Les sports de contact intenses comme la boxe, le football américain ou l’abominable Ultimate Fighting sont moins pratiqués dans notre pays, mais ils entraînent un risque encore plus important de blessures. Prenons l’exemple de l’ancien boxeur professionnel Mohammed Ali. Voler comme un papillon ne l’a pas empêché de recevoir suffisamment de coups au cours de sa carrière professionnelle pour souffrir d'une forme de Parkinson que l’on appelle aussi démence du boxeur. En Belgique, en tant qu’ex-travailleur du promoteur de boxe Don King, il pourrait être indemnisé par Fedris, l'agence fédérale des risques professionnels.
Analyse
Et si nous adoptions le point de vue d’un conseiller en prévention pour arbitrer le risque lié à la sécurité? Amusons-nous à appliquer la méthode de Kinney. Petit rappel des règles du jeu: pour déterminer le degré de risque, vous devez attribuer aux paramètres suivants une valeur estimée et multiplier ces chiffres entre eux:
- Gravité (G) de la lésion ou du dommage
- Probabilité (P) qu’une lésion résulte d’un danger
- Durée d’Exposition (E) au danger.
Commençons par le tennis. Le risque de voir une lésion grave avec dommage permanent survenir durant la pratique de ce sport (G = 7) est improbable (P = 1); la pratique est toutefois constante (E = 10).
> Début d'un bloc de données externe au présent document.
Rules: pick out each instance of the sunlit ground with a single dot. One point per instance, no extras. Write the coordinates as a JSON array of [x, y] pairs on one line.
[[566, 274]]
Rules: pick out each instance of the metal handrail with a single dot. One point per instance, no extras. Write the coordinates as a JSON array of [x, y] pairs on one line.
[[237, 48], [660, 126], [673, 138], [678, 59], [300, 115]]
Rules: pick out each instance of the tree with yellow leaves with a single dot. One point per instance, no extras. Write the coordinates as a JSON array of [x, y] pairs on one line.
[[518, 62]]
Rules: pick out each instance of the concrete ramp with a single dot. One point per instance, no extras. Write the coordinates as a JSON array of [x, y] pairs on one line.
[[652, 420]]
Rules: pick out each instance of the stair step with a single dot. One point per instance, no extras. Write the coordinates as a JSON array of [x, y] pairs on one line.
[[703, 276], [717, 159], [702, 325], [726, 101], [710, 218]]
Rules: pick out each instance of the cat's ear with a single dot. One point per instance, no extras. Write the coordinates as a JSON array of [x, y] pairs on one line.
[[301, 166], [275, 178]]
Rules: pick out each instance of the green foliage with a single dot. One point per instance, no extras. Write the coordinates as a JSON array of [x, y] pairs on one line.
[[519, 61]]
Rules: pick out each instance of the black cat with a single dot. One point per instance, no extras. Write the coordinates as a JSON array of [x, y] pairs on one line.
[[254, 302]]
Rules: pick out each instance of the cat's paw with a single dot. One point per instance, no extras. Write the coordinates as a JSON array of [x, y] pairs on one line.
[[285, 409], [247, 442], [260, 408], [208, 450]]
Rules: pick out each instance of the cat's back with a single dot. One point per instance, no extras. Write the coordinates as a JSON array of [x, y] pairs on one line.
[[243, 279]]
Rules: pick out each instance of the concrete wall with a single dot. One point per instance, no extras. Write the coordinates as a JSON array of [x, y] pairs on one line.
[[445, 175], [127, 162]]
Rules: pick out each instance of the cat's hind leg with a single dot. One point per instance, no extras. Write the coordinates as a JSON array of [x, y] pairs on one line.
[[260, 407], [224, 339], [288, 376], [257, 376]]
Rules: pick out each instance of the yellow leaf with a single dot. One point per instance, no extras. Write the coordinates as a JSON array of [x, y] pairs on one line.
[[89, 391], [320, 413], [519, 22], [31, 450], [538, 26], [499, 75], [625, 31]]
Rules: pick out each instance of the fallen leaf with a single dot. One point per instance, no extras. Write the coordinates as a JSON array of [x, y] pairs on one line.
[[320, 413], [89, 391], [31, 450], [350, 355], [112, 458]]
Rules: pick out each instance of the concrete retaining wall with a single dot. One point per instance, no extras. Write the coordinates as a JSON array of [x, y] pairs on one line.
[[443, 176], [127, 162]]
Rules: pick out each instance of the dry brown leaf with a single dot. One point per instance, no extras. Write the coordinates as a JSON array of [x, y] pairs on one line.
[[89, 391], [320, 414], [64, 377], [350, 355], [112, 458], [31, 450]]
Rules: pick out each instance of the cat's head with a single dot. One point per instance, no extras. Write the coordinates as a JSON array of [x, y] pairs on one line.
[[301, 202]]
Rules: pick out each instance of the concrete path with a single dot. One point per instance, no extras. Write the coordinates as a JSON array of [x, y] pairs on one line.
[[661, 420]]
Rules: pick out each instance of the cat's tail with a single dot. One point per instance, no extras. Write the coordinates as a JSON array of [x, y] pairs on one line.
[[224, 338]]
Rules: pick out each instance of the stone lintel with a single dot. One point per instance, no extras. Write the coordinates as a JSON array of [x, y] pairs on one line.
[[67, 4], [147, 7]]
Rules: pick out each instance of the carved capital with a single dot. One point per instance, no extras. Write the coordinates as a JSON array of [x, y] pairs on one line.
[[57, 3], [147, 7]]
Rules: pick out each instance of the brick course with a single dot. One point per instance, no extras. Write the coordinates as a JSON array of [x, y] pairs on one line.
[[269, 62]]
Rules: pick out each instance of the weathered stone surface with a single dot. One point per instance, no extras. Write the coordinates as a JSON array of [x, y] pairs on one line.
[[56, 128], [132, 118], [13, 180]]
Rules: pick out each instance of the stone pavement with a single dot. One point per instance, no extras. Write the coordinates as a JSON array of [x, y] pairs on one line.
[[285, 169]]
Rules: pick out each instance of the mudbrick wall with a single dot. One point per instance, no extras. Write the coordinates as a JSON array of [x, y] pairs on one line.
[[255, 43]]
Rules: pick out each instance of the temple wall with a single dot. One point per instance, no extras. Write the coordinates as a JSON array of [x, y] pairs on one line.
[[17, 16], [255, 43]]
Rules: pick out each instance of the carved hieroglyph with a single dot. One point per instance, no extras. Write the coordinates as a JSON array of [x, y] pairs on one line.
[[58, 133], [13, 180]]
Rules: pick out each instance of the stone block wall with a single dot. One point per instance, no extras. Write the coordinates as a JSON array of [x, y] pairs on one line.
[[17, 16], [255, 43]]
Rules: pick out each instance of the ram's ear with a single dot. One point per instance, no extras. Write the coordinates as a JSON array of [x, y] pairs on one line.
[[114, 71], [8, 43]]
Nous obtenons un degré de risque de 70, ce qui requiert des mesures. Bon exemple, mais nous n’avons pas encore d’ace.
Pas de problème, car je vois que le cyclisme fait une échappée. Même en gardant les accidents mortels à l’esprit (G = 15), il n’en reste pas moins que le risque est toujours improbable (P = 1). Étant donné que ce sport n’est pas pratiqué constamment mais tout de même régulièrement (B = 6), le degré de risque obtenu est de 90. Pas d’accord avec le commentaire du jury professionnel?
Ok, dans ce cas, examinons l’offensive finale donnée par le football. Un accident avec incapacité (G = 3) est quelque chose auquel on peut s’attendre lorsqu’on pratique ce sport de contact à titre professionnel (P = 10). Cette activité est pratiquée quotidiennement par les sportifs professionnels (E = 10), ce qui donne un degré de risque de pas moins de 300! Ce risque de sécurité mérite un carton rouge. Autrement dit: une amélioration immédiate est requise.
Pourquoi?
Pourquoi tolérer des conditions de travail aussi dangereuses? “Très illogique”, dirait le placide M. Spock en haussant un sourcil. Ce Vulcain au sang froid ne pourrait pas comprendre le monde de l’homo sapiens récemment civilisé.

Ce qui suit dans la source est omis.